I need to take another class.
Where did so-and-so get her Master's?
Maybe I should look into that program...
I have talked myself out many a jumpstart fearing I was ill-prepared.
If I'm honest, this belief still plagues me at times. Now, the pursuit of knowledge is never a bad thing... until it causes paralysis. Going to school for twenty years does absolutely no good if at some point you don't apply what you've learned. I have been so afraid of making mistakes that I convinced myself I was not yet capable of doing any of the things I felt called to do. I needed to take another class or attend another event or get the help of someone who had "made it". Here I was fully aware of the calling God had placed on my life but paralyzed by the fear of not being good enough, smart enough, "it" enough.
I was stuck there for a very long time, from about 6th grade until a few years ago. I would start a little project here or there but never complete it because I felt inadequate. The dopest thing, though, about feeling inadequate is that God never uses people who have it all together. Moses was afraid to go back to Egypt and speak to Pharoah and God was like,
"Yeah, nah breh... You're goin' back to free my people, cuz. Even if I have to send your brother with you to help you out... you in there, fam."
David was anointed to become king while he was a shepherd boy. It took years for that anointing to take him from the pasture to the palace but he got there... and it wasn't through the normal avenues of grooming for kingship either. Those are Biblical examples but what if we look at modern examples? Look at Oprah's trajectory: she was told by her former boss that she'd never make it.

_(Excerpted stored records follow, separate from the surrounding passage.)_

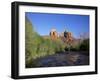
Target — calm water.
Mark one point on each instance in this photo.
(64, 59)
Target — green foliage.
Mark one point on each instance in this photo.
(36, 46)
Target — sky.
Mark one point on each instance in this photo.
(44, 22)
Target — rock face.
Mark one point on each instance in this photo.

I'm sure she felt some measure of fear and inadequacy but homegirl had a 20+ run of the most widely syndicated and talked about talk show and now OWNS her OWN OWN Network. (You see what I did there?) Most of the lessons Oprah learned, she picked up along the way, while she was pursuing her purpose.
I'm not saying that one day I looked at these examples and stopped fretting altogether. Nope. Some days I'm shaking in my boots, feeling unworthy to be in certain spaces with people who seem so much more qualified and seasoned than I. Some days I still feel like I need to go get a doctorate before I can move forward. But I shake it off when I remember how far I've come on what I know and how much I'm willing to grow. Another degree may be in my future but it won't be because I am not enough in this moment. Arthur Ashe said,
Start where you are. Use what you have. Do what you can.
Jesus took a little boy's lunch of two fish and five loaves of bread and fed 5,000 people.
Two fish. Five loaves.
I can't minimize what I possess. I will use what I've got in my hands and watch it grow. What I know now that I didn't fully digest before is that greatness isn't predicated upon my achievements. It's hidden in my desire to do what I'm called to do in the Now time.